The Buddhist NGO Network (BNN) held the fifth of its five seminars, in a series titled "Buddhists Facing Disaster," on June 15 in a Buddhist temple in the city of Ishinomaki, Miyagi Prefecture. Forty-one people from BNN member organizations took part.Rissho Kosei-kai and the Niwano Peace Foundation are member organizations, and foundation was represented by Mr. Yoichi Noguchi.
Mr. Takashi Uchiyama, a professor at the Graduate School of Rikkyo University in Tokyo, gave a talk titled "Beyond the Disaster." He said two kinds of disaster struck northeastern Japan in March 2011 - natural and man-made.The natural disasters were the earthquake and tsunami, and the man-made one was the nuclear accident in Fukushima Prefecture.He said it is necessary to re-examine modern civilization in terms of the harm it might do in the future.
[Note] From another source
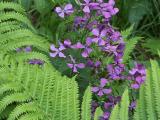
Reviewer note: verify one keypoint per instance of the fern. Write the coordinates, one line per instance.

He said the Japanese used to live in communities centering on a Buddhist temple or Shinto shrine, which formed their view of a society that cherishes the ties among not only the living but between the living and their ancestors and nature.Today, however, he said, society emphasizes the rights of individuals over communal ties, thus weakening society and creating economic and political deadlocks. He said Ueno Village, in Gunma Prefecture, where he lives, replicates the earlier kind of society.
Mr. Uchiyama noted a growing movement among Japanese young people to revive their country's traditional values. He emphasized that the two kinds of disaster points to the need to restore communal values to society.